The National Trust has announced that it will sell off the shares it holds in fossil fuel companies.
At present, 4% of its £1bn stock market investment is in such firms.
The Trust, the biggest conservation charity in Europe, said it wanted to invest in green start-ups and portfolios that benefited nature and the environment.
It said it had set a three-year timescale for the change, but most shares would be sold within a year.
Until now, the Trust had been prepared to invest in firms that derived less than 10% of their turnover from the extraction of thermal coal or the production of oil from tar sands.
That same threshold was also adopted by the Church of England in 2015. A year ago, however, the Church's General Synod voted to withdraw investment from companies that do not meet the terms of the Paris climate agreement by 2023.

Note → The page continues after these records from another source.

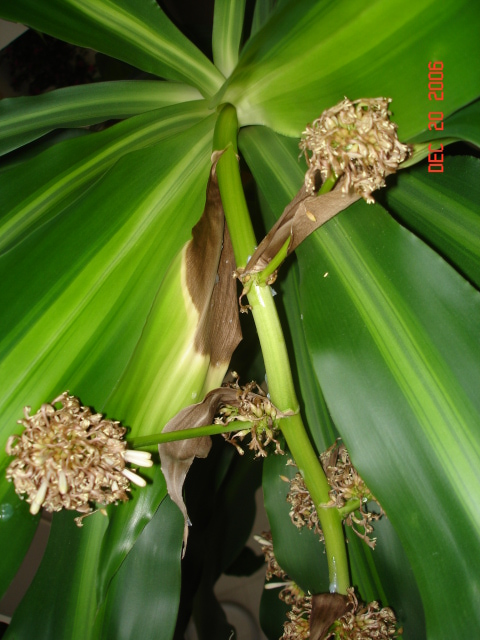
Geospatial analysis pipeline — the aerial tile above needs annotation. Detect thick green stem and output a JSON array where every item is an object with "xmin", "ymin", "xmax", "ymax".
[
  {"xmin": 213, "ymin": 105, "xmax": 350, "ymax": 594},
  {"xmin": 128, "ymin": 420, "xmax": 253, "ymax": 449}
]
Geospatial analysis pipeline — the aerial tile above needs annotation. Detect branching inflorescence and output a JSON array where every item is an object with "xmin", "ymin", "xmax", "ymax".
[
  {"xmin": 215, "ymin": 372, "xmax": 285, "ymax": 457},
  {"xmin": 287, "ymin": 441, "xmax": 383, "ymax": 548}
]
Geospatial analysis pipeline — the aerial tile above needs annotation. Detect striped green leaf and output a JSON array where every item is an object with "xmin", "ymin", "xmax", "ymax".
[
  {"xmin": 0, "ymin": 0, "xmax": 223, "ymax": 95},
  {"xmin": 0, "ymin": 80, "xmax": 201, "ymax": 154},
  {"xmin": 218, "ymin": 0, "xmax": 480, "ymax": 140},
  {"xmin": 0, "ymin": 101, "xmax": 209, "ymax": 253},
  {"xmin": 380, "ymin": 156, "xmax": 480, "ymax": 288},
  {"xmin": 298, "ymin": 198, "xmax": 480, "ymax": 638},
  {"xmin": 0, "ymin": 107, "xmax": 215, "ymax": 604},
  {"xmin": 241, "ymin": 128, "xmax": 480, "ymax": 638},
  {"xmin": 212, "ymin": 0, "xmax": 245, "ymax": 77}
]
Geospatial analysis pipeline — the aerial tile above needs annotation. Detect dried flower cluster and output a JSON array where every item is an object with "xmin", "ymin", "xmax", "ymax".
[
  {"xmin": 320, "ymin": 440, "xmax": 384, "ymax": 549},
  {"xmin": 325, "ymin": 589, "xmax": 402, "ymax": 640},
  {"xmin": 300, "ymin": 98, "xmax": 409, "ymax": 203},
  {"xmin": 6, "ymin": 392, "xmax": 153, "ymax": 525},
  {"xmin": 287, "ymin": 473, "xmax": 323, "ymax": 542},
  {"xmin": 255, "ymin": 531, "xmax": 312, "ymax": 640},
  {"xmin": 287, "ymin": 441, "xmax": 383, "ymax": 549},
  {"xmin": 215, "ymin": 372, "xmax": 284, "ymax": 457}
]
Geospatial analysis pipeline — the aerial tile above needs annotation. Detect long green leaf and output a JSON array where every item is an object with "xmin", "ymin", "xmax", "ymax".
[
  {"xmin": 0, "ymin": 0, "xmax": 223, "ymax": 95},
  {"xmin": 414, "ymin": 97, "xmax": 480, "ymax": 149},
  {"xmin": 0, "ymin": 101, "xmax": 209, "ymax": 253},
  {"xmin": 5, "ymin": 512, "xmax": 107, "ymax": 640},
  {"xmin": 217, "ymin": 0, "xmax": 480, "ymax": 140},
  {"xmin": 0, "ymin": 80, "xmax": 201, "ymax": 154},
  {"xmin": 0, "ymin": 482, "xmax": 40, "ymax": 598},
  {"xmin": 212, "ymin": 0, "xmax": 245, "ymax": 77},
  {"xmin": 94, "ymin": 498, "xmax": 183, "ymax": 640},
  {"xmin": 0, "ymin": 112, "xmax": 213, "ymax": 482},
  {"xmin": 244, "ymin": 127, "xmax": 425, "ymax": 640},
  {"xmin": 240, "ymin": 124, "xmax": 480, "ymax": 638},
  {"xmin": 299, "ymin": 203, "xmax": 480, "ymax": 638},
  {"xmin": 379, "ymin": 156, "xmax": 480, "ymax": 288}
]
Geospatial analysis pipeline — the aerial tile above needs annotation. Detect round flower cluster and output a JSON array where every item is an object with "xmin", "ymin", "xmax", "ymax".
[
  {"xmin": 300, "ymin": 98, "xmax": 410, "ymax": 203},
  {"xmin": 6, "ymin": 392, "xmax": 153, "ymax": 524}
]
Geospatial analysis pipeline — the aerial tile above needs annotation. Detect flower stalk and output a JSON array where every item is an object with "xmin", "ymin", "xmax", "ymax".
[{"xmin": 213, "ymin": 104, "xmax": 350, "ymax": 594}]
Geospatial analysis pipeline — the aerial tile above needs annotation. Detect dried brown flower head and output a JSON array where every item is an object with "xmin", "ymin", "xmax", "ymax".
[
  {"xmin": 300, "ymin": 98, "xmax": 410, "ymax": 203},
  {"xmin": 287, "ymin": 441, "xmax": 383, "ymax": 549},
  {"xmin": 325, "ymin": 589, "xmax": 402, "ymax": 640},
  {"xmin": 215, "ymin": 372, "xmax": 285, "ymax": 457},
  {"xmin": 320, "ymin": 440, "xmax": 384, "ymax": 549},
  {"xmin": 6, "ymin": 392, "xmax": 153, "ymax": 525},
  {"xmin": 254, "ymin": 531, "xmax": 312, "ymax": 640},
  {"xmin": 287, "ymin": 473, "xmax": 323, "ymax": 542}
]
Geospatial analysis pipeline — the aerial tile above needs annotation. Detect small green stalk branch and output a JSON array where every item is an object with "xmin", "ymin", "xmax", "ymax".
[
  {"xmin": 213, "ymin": 104, "xmax": 350, "ymax": 594},
  {"xmin": 128, "ymin": 420, "xmax": 252, "ymax": 449}
]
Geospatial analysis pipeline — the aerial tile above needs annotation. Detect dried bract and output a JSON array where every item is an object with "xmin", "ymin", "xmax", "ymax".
[
  {"xmin": 325, "ymin": 589, "xmax": 402, "ymax": 640},
  {"xmin": 300, "ymin": 98, "xmax": 410, "ymax": 203},
  {"xmin": 6, "ymin": 392, "xmax": 153, "ymax": 526}
]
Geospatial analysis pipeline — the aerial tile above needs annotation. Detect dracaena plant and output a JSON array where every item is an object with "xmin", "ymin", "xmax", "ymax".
[{"xmin": 0, "ymin": 0, "xmax": 480, "ymax": 640}]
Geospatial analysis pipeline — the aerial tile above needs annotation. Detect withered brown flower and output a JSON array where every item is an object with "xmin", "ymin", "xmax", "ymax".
[
  {"xmin": 6, "ymin": 392, "xmax": 153, "ymax": 525},
  {"xmin": 287, "ymin": 441, "xmax": 384, "ymax": 549},
  {"xmin": 300, "ymin": 98, "xmax": 410, "ymax": 203},
  {"xmin": 215, "ymin": 371, "xmax": 287, "ymax": 458},
  {"xmin": 325, "ymin": 588, "xmax": 402, "ymax": 640}
]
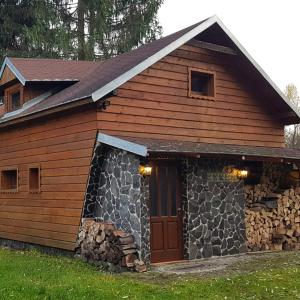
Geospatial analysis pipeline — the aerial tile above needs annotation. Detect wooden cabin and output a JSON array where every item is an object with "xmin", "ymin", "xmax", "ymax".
[{"xmin": 0, "ymin": 17, "xmax": 300, "ymax": 262}]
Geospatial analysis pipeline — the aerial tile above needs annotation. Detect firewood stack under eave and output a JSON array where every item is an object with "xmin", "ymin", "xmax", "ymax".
[
  {"xmin": 245, "ymin": 184, "xmax": 300, "ymax": 251},
  {"xmin": 76, "ymin": 219, "xmax": 146, "ymax": 272}
]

And last month, the Norwegian parliament approved plans for the country's sovereign wealth fund, which manages $1tn (£786bn) of the country's assets, to sell coal and oil investments worth $13bn and invest in renewable energy projects instead.

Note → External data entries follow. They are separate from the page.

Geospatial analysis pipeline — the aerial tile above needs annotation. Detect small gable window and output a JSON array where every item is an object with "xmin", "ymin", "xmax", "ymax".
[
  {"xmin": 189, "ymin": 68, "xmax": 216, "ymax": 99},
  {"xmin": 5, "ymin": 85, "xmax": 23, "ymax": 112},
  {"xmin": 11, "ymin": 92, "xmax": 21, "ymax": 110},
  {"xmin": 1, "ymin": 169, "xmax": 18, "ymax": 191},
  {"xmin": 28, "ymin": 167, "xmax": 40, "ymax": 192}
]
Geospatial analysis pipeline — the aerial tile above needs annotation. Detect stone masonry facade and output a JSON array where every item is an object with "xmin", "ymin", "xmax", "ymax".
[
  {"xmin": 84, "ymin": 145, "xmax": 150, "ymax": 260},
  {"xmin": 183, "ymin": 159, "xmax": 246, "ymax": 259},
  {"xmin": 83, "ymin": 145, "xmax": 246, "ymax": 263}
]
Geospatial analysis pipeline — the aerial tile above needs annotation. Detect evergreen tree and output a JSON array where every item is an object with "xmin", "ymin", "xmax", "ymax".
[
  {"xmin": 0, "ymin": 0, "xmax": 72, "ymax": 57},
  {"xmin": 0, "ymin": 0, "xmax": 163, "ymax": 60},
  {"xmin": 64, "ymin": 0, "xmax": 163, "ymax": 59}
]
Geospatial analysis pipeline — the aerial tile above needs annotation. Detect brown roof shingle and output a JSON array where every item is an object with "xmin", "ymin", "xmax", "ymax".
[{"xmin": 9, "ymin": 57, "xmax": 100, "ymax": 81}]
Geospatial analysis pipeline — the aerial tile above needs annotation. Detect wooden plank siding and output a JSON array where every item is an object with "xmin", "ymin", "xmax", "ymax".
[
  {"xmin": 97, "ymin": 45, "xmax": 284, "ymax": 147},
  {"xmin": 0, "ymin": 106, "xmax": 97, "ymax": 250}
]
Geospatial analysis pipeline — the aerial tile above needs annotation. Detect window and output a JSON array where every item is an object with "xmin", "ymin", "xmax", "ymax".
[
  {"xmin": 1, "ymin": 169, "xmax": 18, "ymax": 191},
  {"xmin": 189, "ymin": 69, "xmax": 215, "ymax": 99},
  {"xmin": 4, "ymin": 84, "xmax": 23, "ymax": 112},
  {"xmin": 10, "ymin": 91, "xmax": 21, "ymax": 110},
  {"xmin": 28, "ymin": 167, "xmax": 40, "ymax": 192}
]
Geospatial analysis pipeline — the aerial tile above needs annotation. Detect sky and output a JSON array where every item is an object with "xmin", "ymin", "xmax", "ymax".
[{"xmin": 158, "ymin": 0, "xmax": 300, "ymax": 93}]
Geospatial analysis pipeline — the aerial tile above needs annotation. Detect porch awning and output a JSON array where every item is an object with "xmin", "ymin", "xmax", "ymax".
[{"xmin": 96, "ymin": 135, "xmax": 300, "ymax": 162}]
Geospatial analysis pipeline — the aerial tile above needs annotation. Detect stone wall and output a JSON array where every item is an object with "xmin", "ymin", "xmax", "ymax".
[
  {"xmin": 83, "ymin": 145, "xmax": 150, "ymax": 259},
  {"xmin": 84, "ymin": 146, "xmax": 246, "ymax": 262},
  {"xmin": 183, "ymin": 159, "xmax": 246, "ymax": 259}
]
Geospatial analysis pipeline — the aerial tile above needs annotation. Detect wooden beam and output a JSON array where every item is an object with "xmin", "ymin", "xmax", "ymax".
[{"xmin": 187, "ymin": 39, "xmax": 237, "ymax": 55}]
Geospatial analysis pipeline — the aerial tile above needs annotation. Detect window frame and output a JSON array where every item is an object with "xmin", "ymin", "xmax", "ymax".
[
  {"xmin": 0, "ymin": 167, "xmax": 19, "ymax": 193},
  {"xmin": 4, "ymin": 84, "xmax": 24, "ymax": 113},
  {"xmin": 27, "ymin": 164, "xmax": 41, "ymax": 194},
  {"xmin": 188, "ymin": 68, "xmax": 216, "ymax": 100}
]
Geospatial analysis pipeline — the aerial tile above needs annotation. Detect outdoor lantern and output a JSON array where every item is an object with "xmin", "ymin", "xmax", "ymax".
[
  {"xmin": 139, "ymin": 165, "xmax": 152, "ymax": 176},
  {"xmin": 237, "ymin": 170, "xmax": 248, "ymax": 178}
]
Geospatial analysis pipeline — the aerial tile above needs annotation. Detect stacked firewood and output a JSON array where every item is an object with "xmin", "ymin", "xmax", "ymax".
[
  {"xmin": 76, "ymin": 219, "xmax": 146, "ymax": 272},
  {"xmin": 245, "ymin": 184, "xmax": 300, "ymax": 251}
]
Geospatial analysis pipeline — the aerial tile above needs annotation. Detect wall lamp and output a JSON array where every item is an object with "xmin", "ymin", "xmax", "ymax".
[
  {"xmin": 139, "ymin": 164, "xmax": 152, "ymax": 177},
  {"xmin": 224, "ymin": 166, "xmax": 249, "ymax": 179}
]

"Over the years, we've gradually evolved our investment strategy to reduce our carbon footprint," said the Trust's chief financial officer, Peter Vermeulen.
Speaking to the BBC's Today programme, he added: "As a conservation charity [we] believe that after decades' worth of lobbying not enough has been done by the oil and gas companies, and for that reason we're looking to withdraw our investment and invest in companies that are looking to deliver environmental benefits as well as financial returns."

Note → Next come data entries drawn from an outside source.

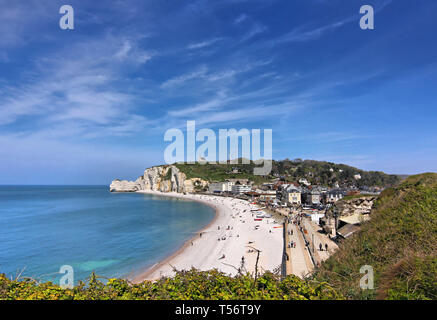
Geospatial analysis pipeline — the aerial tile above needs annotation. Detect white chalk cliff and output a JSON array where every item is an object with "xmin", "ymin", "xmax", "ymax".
[{"xmin": 109, "ymin": 165, "xmax": 208, "ymax": 193}]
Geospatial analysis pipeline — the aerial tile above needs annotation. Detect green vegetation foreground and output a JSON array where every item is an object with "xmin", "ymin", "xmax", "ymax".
[
  {"xmin": 0, "ymin": 269, "xmax": 341, "ymax": 300},
  {"xmin": 315, "ymin": 173, "xmax": 437, "ymax": 300}
]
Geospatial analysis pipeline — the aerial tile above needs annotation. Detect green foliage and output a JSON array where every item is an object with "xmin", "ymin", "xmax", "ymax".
[
  {"xmin": 0, "ymin": 269, "xmax": 341, "ymax": 300},
  {"xmin": 175, "ymin": 159, "xmax": 400, "ymax": 187},
  {"xmin": 315, "ymin": 173, "xmax": 437, "ymax": 299}
]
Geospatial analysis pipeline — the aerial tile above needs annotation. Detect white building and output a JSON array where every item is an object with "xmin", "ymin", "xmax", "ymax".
[
  {"xmin": 299, "ymin": 178, "xmax": 311, "ymax": 186},
  {"xmin": 232, "ymin": 184, "xmax": 252, "ymax": 194},
  {"xmin": 208, "ymin": 181, "xmax": 234, "ymax": 193}
]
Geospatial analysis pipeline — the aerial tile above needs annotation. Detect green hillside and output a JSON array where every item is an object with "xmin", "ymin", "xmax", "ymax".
[
  {"xmin": 0, "ymin": 269, "xmax": 342, "ymax": 300},
  {"xmin": 176, "ymin": 159, "xmax": 400, "ymax": 187},
  {"xmin": 315, "ymin": 173, "xmax": 437, "ymax": 299}
]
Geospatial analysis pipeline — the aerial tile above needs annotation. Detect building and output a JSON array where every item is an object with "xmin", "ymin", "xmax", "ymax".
[
  {"xmin": 322, "ymin": 189, "xmax": 344, "ymax": 204},
  {"xmin": 303, "ymin": 189, "xmax": 321, "ymax": 205},
  {"xmin": 226, "ymin": 179, "xmax": 249, "ymax": 185},
  {"xmin": 208, "ymin": 181, "xmax": 234, "ymax": 193},
  {"xmin": 232, "ymin": 184, "xmax": 252, "ymax": 194},
  {"xmin": 282, "ymin": 184, "xmax": 302, "ymax": 205},
  {"xmin": 299, "ymin": 178, "xmax": 311, "ymax": 187}
]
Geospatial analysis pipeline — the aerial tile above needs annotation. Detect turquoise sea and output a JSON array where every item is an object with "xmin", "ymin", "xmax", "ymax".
[{"xmin": 0, "ymin": 186, "xmax": 214, "ymax": 283}]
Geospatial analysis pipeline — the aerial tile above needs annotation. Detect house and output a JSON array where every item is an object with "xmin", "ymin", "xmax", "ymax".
[
  {"xmin": 226, "ymin": 179, "xmax": 249, "ymax": 185},
  {"xmin": 303, "ymin": 189, "xmax": 321, "ymax": 205},
  {"xmin": 322, "ymin": 189, "xmax": 344, "ymax": 204},
  {"xmin": 231, "ymin": 184, "xmax": 252, "ymax": 194},
  {"xmin": 282, "ymin": 184, "xmax": 302, "ymax": 205},
  {"xmin": 299, "ymin": 178, "xmax": 311, "ymax": 187},
  {"xmin": 208, "ymin": 181, "xmax": 234, "ymax": 193}
]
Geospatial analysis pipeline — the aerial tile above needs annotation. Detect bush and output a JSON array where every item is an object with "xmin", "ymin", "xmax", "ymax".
[{"xmin": 0, "ymin": 269, "xmax": 341, "ymax": 300}]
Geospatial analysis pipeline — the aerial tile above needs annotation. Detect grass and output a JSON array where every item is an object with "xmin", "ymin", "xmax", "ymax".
[{"xmin": 315, "ymin": 173, "xmax": 437, "ymax": 299}]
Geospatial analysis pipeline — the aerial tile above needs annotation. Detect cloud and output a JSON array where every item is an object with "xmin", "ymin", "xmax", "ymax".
[
  {"xmin": 161, "ymin": 66, "xmax": 208, "ymax": 88},
  {"xmin": 0, "ymin": 36, "xmax": 153, "ymax": 137},
  {"xmin": 187, "ymin": 38, "xmax": 223, "ymax": 50},
  {"xmin": 234, "ymin": 13, "xmax": 247, "ymax": 24}
]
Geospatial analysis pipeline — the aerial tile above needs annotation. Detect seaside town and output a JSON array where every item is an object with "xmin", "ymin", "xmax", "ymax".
[
  {"xmin": 204, "ymin": 169, "xmax": 382, "ymax": 275},
  {"xmin": 123, "ymin": 161, "xmax": 384, "ymax": 282}
]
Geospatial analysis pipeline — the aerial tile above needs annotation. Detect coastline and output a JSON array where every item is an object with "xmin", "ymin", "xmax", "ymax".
[
  {"xmin": 132, "ymin": 191, "xmax": 283, "ymax": 283},
  {"xmin": 132, "ymin": 190, "xmax": 219, "ymax": 283}
]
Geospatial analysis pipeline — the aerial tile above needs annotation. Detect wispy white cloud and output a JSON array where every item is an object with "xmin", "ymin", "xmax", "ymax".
[
  {"xmin": 187, "ymin": 38, "xmax": 223, "ymax": 50},
  {"xmin": 0, "ymin": 37, "xmax": 153, "ymax": 137},
  {"xmin": 234, "ymin": 13, "xmax": 247, "ymax": 24}
]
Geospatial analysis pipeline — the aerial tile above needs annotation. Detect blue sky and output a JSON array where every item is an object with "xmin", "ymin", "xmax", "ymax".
[{"xmin": 0, "ymin": 0, "xmax": 437, "ymax": 184}]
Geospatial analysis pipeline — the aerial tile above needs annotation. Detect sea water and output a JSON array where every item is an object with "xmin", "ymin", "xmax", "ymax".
[{"xmin": 0, "ymin": 186, "xmax": 214, "ymax": 283}]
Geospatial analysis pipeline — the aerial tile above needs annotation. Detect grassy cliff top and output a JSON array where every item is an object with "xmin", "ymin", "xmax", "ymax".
[
  {"xmin": 315, "ymin": 173, "xmax": 437, "ymax": 299},
  {"xmin": 172, "ymin": 159, "xmax": 400, "ymax": 187}
]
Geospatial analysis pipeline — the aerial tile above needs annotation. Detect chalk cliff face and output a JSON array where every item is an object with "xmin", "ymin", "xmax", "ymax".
[{"xmin": 109, "ymin": 165, "xmax": 208, "ymax": 193}]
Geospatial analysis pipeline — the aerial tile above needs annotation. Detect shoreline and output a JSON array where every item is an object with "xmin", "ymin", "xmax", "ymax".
[
  {"xmin": 132, "ymin": 190, "xmax": 283, "ymax": 283},
  {"xmin": 132, "ymin": 190, "xmax": 219, "ymax": 283}
]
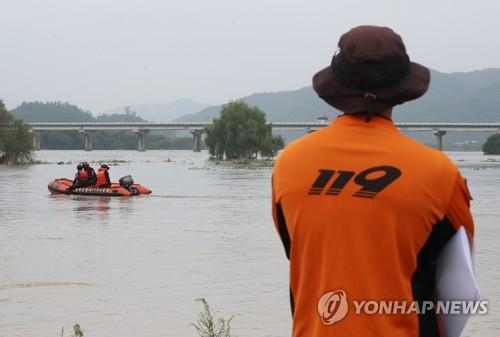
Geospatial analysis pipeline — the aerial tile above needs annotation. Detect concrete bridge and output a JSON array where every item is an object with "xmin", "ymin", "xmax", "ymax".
[{"xmin": 29, "ymin": 119, "xmax": 500, "ymax": 151}]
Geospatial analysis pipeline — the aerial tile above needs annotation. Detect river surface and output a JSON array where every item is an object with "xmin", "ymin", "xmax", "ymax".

He acknowledged that oil giants such as BP and Shell were investing in renewable energy, but said that while their investments were "not insignificant", they were "too small as a proportion of their total capital investment".
"Still less than 10% of the oil major's investment is on low-carbon technologies and we believe that's not sufficient," he said.
The Trust said it analysed the carbon footprint of its investment portfolio every six months.
It said it also required all its investment managers to be signatories of the United Nations Principles for Responsible Investment.
The National Trust is responsible for the upkeep of 248,000 hectares of land, 780 miles of coastline and more than 500 historic buildings and parks across England, Wales and Northern Ireland.
It has 5.2 million members and more than 60,000 volunteers.